From Deterministic to Probabilistic:
A Nontechnical Guide to Building Your Company’s Machine Learning Systems

Published in

the integrate.ai blog

6 min readDec 6, 2018

Editor’s note: This post is adapted from a keynote that Kathryn Hume, our VP Strategy, gave at the INSEAD AI Forum in Paris on October 13, 2018.

Kathryn Hume demystifies AI at the INSEAD AI Forum in Paris.

Artificial intelligence (AI) is about applying mathematics to mimic what we traditionally consider to be cognitive capabilities. It’s about evolving from having to write out all of the rules to solve a problem (think “if this, then that”) to making educated guesses about what something might be by looking for trends in the underlying data.

That’s transformative because it allows us, as Jeff Bezos put it in his 2016 Letter to Shareholders, to automate tasks where it’s hard to describe the precise rules. There are a lot of things in the world that are too complex to be reduced to the straightjacket of deterministic rules. But these systems can’t be created in a vacuum. Building a successful machine learning product requires the active engagement of stakeholders from business, risk, data, and technology throughout the entire process.

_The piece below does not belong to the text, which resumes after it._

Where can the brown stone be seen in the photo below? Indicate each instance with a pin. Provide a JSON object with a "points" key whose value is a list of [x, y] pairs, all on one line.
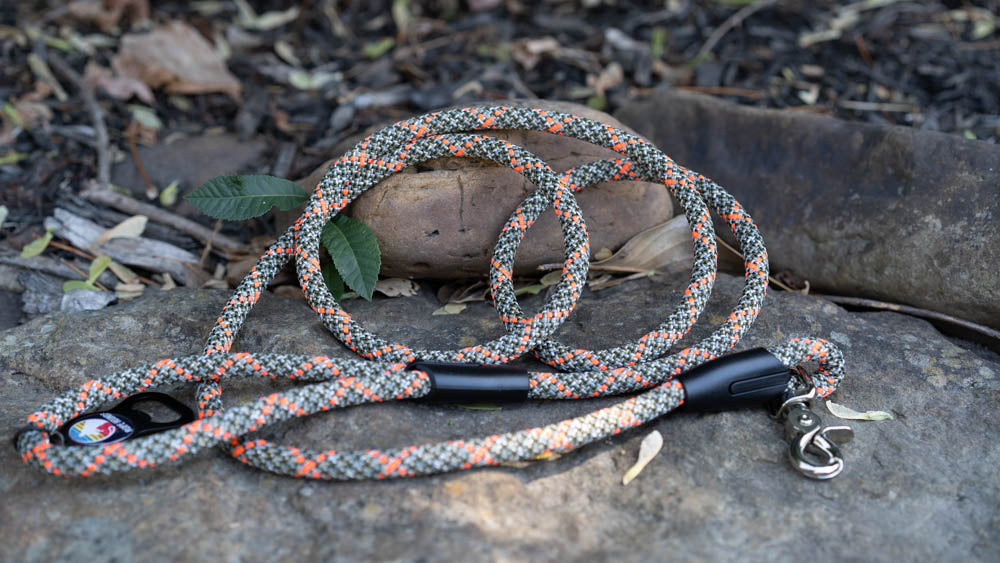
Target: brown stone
{"points": [[884, 212], [441, 219]]}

So what does this mean if you’re in a nontechnical role at your company? What do you need to be thinking about if you’re on a business team, in a risk and compliance role, or working as an analyst or developer?

As we’ve articulated in earlier posts, most companies follow the same general process when building machine learning systems. And it doesn’t differ much from the same systems development methodology that’s taught in business school. The only difference is that there’s this new AI piece of the puzzle to deal with. As such, you don’t need to reinvent the wheel to learn critical business skills for AI. You just need to update what questions you ask when (and to gain some sound intuitions for what different AI algorithms do and don’t do).

Let’s consider a real-life example from Kanetix, an integrate.ai customer.

Phase 1: Scope & Design

The first step in building a machine learning product is figuring out what business problem you’re solving. The point here is that you shouldn’t just apply AI anywhere, but rather just in those places where it’s going to drive the most value for your business.

In our example, the problem Kanetix faced was that they had a high drop off in conversions. People would come to their website and scroll around, but they wouldn’t actually buy anything. The question they were grappling with was how they should spend their marketing dollars to incentivize purchases while still maintaining healthy margins. In other words, they didn’t want to waste money incentivizing the wrong people and wind up raising their customer acquisition costs unnecessarily in the process.

That left us with the challenge of helping Kanetix optimize their sales funnel so that they could target incentives at those people where it would make the greatest impact, thus minimizing waste. The way that we approached it was to analyze the data and divide the company’s prospects into three buckets, namely people who were:

Unlikely to ever convert and therefore weren’t worth spending money on.
Slightly likely to purchase and could potentially be motivated to do so with the right incentive.
Highly likely to make a purchase and therefore didn’t need any incentive.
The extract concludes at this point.